En devenant cet outil de compréhension et de transformation pratique, la dialectique cesse donc bien d’être un yoga idéaliste et permet de penser les moyens de la transformation ailleurs que dans une vaine utopie qui se meurtrit elle-même de n’être jamais vraiment le lieu de quoi que ce soit par définition. C’est en ce sens que la méthode dialectique de Marx est critique et révolutionnaire. Cette formulation que nous retrouvions déjà dans les Thèses et dans l’Idéologie Allemande se voit confirmée à l’occasion de la postface à la seconde édition allemande du Capital. L’intelligence de la négation fatale est l’expression de ce passage, de cette transition possible, de l’un en l’autre et non seulement de l’un à l’autre comme deux éléments étrangers qui ne se rencontreraient jamais. Si l’autre se produit, c’est parce qu’il est toujours déjà-là formellement au moins. Mais l’histoire façonne les hommes tout autant qu’ils la façonnent consciemment ou non.

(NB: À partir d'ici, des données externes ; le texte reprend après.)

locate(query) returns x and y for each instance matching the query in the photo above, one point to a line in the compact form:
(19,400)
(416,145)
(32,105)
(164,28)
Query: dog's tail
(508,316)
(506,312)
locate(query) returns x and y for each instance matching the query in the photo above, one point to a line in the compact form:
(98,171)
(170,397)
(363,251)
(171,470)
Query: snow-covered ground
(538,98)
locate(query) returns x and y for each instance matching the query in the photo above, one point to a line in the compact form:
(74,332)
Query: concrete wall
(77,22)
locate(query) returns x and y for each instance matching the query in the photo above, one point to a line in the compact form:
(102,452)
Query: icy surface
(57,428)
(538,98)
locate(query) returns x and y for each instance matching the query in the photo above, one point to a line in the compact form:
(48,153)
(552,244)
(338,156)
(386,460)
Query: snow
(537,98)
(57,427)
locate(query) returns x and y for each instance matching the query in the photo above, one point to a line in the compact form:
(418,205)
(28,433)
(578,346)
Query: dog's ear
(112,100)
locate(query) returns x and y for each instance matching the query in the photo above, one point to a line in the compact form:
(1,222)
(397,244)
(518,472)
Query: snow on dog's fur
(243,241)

C’est pourquoi les crises économiques sont par exemple l’occasion d’un choix, comme le signale l’étymologie grecque du mot « crise », mais ce choix se fait uniquement par rapport au rapport de force qui s’exerce entre une classe qui souhaite maintenir ce monde en crise et celle qui au mieux veut en finir au pire ignore encore ses moyens d’action. Lénine rappelle d’ailleurs bien à ce propos que
« pour que la révolution ait lieu, il ne suffit pas que les masses exploitées et opprimées prennent conscience de l’impossibilité de vivre comme autrefois et réclament des changements. Pour que la révolution ait lieu, il faut que les exploiteurs ne puissent pas vivre et gouverner comme autrefois. C’est seulement lorsque ceux d’en bas ne veulent plus et que ceux d’en haut ne peuvent plus continuer de vivre à l’ancienne manière, c’est alors seulement que la révolution peut triompher »[12]
La compréhension dialectique du présent ne peut s’effectuer alors qu’à partir des contradictions propres au moment de la crise. Il ne s’agit pas d’une futurologie mais bien plutôt d’une détermination qui ici, à l’encontre des sciences de la nature, se pose comme l’occasion de la liberté. (Cf. Chaigneau - PJSC, essai sur l'objectivité, Delga, 2019) La détermination n’est pas un obstacle ou une restriction mais le moyen d’ouvrir et de comprendre les modalités possibles d’actions et leurs orientations. C’est l’occasion d’une action trans-individuelle, bref d’un sujet collectif qui fait l’histoire.


Loïc Chaigneau, penser et transformer le moment présent : Marx [extrait]
Tous droits réservés, 2019.  
 


[1]   - Non-souligné dans le texte original.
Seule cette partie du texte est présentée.